Now, I consider myself quite an active Twitter user. Being the spokesperson at Prowly, I often tweet and re-tweet company news, key announcements, industry comments, etc. Still, I’ve never had any kind of a media cooperation request neither offered nor accepted by a Polish editor on Twitter (over 32% of editors admit they monitor their Twitter feed on an ongoing basis). On the other hand, my Facebook profile is a mixture of posts about my holiday trips, some personal stuff, and news about Prowly—and without even opening the Messenger app, I can think of at least a dozen media opportunities handled through this platform. My perspective is that even though Polish editors tend to be active on Twitter, their activity focuses on sharing their own pieces or researching new stories and events. Twitter pitch is not a popular option (yet!).
If not social media, then what?
Well, Poles are famous for being quite conservative. If you’ve got an editor you want to pitch, best grab a phone and give him or her a call. Of course, you’ll probably end up being asked to email your press release, photos, and any other attachments they may need, but blasting it without a short chat beforehand won’t do you any good. Sure, you may get your news copied & pasted by what we call media workers, but is that really what you’re aiming for?

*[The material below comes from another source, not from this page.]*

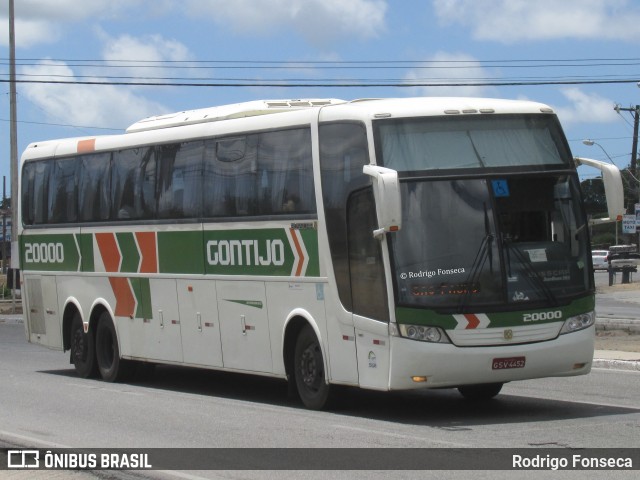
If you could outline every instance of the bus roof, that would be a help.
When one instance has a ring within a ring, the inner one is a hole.
[[[192,125],[194,123],[217,122],[233,118],[254,117],[272,113],[290,112],[302,108],[324,107],[345,103],[344,100],[328,99],[300,99],[300,100],[256,100],[253,102],[234,103],[219,107],[200,108],[183,112],[170,113],[143,118],[127,128],[127,133],[156,130],[159,128]]]
[[[309,121],[309,114],[318,115],[316,118],[327,122],[413,116],[540,114],[553,113],[553,110],[547,105],[531,101],[471,97],[365,98],[351,101],[334,98],[256,100],[145,118],[127,128],[124,135],[34,142],[23,152],[22,160],[105,151],[152,143],[168,143],[186,138],[233,134],[245,128],[248,130],[265,128],[266,122],[261,121],[261,117],[286,112],[289,112],[289,115],[277,115],[270,124],[278,127],[301,124],[300,122]],[[235,122],[233,124],[224,122],[224,120],[242,118],[245,118],[248,123],[243,123],[240,129],[240,126]],[[218,125],[215,129],[207,126],[207,124],[212,125],[213,123]]]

Even though online press releases are quite popular already, there’s still a group of editors who don’t trust links in emails. It’s good to have a good old PDF copy of your top announcements ready for them, just in case.
Quote authorization — what’s that?
Polish press law introduces an original regulation that is hard to find in any other legal system in the world. The quote authorization right (pol. autoryzacja) implies that, whenever you’re being cited by a written medium (i.e. dailies, news portals, magazines), you have the right to approve your quote before it gets published. Journalists/interviewers are obliged to inform their interviewees about their rights and the time limit to grant or deny their authorization (6h for dailies and online news platforms, 24h for print).
In most cases, however, it’s advisable to notify the editor that you wish to authorize your quotes in time, otherwise they may assume the authorization was granted by default.
Keep in mind that the authorization right doesn’t mean you’re allowed to change the meaning of what you or your spokesperson said. Of course, you may be able to change the wording or cross out a line or two (provided that you have a very good relationship with the other party), but the basic idea is to make sure the interviewer understood what you’ve said and did not change the meaning of your words (intentionally or not) while working on their piece.